Nikkō: Do not pity meoriginal .
- In Tomorrow's Doom, Amaya can make quite a fuss about people treating her like a porcelain doll because of her epilepsy.
- The Very Secret Diary: After she works out his backstory, Tom reviles the idea of Ginny feeling sorry for him, and mocks her compassion. Ginny retorts that no, actually, she doesn't feel sorry for him at all — after all, even his rough upbringing couldn't have possibly made him do what he's done.
- In Why Am I Crying?, Scootaloo yells this to Miss Cheerilee when she talks about when Scootaloo's mother walked out on her and her father.
Cheerilee: Many ponies knew about your mother leaving. I'm guessing they never spoke about it out of—
Scootaloo: Pity, right?! Well, I don't need your pity, or anypony's!
- Kung Fu Panda: "I don't want your apology. I want my scroll!" Interrupting a Sympathy for the Devil moment, for that matter.
- In The Prince of Egypt, after Ramses' son dies along with the other firstborns in the last plague, Moses tries to comfort the grieving Ramses. Ramses swats his hand away demanding that Moses leave.
- AVP: Alien vs.
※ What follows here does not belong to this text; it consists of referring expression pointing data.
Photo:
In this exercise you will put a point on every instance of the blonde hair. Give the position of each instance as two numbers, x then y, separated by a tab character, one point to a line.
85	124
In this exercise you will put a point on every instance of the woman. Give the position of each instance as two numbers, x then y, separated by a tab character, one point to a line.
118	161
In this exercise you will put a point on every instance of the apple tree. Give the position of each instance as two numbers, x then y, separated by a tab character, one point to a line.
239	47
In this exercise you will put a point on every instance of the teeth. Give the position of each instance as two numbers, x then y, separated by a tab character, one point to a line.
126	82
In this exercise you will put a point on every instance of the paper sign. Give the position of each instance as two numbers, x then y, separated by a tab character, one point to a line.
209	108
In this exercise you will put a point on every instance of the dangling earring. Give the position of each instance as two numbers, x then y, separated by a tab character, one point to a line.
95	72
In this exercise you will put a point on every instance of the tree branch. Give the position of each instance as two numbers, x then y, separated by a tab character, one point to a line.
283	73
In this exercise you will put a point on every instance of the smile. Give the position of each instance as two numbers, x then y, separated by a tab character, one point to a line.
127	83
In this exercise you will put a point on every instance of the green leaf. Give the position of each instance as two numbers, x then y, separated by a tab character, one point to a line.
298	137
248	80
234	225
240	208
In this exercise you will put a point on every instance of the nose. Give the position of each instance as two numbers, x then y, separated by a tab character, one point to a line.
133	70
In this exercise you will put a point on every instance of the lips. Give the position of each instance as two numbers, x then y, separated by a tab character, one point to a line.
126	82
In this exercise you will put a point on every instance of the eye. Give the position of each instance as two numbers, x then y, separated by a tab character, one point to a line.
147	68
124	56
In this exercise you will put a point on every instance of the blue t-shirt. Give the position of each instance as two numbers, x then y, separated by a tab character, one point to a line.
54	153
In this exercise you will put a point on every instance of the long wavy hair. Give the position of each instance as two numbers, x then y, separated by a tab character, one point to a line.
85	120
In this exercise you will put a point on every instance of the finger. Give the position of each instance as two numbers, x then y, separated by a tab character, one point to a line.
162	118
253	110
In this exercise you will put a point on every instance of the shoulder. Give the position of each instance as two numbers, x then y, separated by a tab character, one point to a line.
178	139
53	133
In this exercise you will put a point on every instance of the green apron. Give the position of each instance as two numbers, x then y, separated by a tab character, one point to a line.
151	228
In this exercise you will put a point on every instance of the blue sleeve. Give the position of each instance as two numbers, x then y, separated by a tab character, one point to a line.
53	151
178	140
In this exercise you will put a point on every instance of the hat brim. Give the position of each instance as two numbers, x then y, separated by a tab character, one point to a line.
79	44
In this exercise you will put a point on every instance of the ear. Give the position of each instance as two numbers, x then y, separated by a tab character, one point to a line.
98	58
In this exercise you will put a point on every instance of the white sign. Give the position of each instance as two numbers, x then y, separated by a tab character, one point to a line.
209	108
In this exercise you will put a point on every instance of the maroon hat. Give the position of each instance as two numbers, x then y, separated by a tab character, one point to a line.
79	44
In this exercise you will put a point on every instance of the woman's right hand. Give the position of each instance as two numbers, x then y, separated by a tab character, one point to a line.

Predator has Charles Bishop Weyland, a wealthy elderly industrialist, who funds the mission to a newly-discovered pyramid under tons of ice. He later reveals to the protagonist that he's dying of lung cancer and wants to leave his mark on the world. Later, as the survivors are running from a Predator, Weyland tries to have a You Shall Not Pass! moment. The Predator scans him, sees his deformed lungs, and just walks right past the old man. The pissed-off Weyland attacks the Predator with a makeshift flamethrower. Now, the Predator won't ignore him and goes all stabby on the guy.
- In Chocolat (2000), Armande (Judi Dench) turns out to be hiding the fact that she's diabetic from Vianne, the chocolate shop owner. After Armande's daughter reveals this, chews Vianne out for giving her sweets, and leaves in a huff, Vianne asks the old woman why she did not let her know. But Armande won't let anyone boss her around about how she lives her life, and as she leaves, says "Don't you dare pity me!" She dies the night after a sweets-filled birthday party Vianne caters for her, but this is seen by the film as preferable to living out her life in a nursing home.
- In The Crossing Guard, Jack Nicholson's character falls into a spiral of despair and anger after his daughter gets killed by a drunk driver while crossing the street. He delivers this to his wife when she expresses her pity for him.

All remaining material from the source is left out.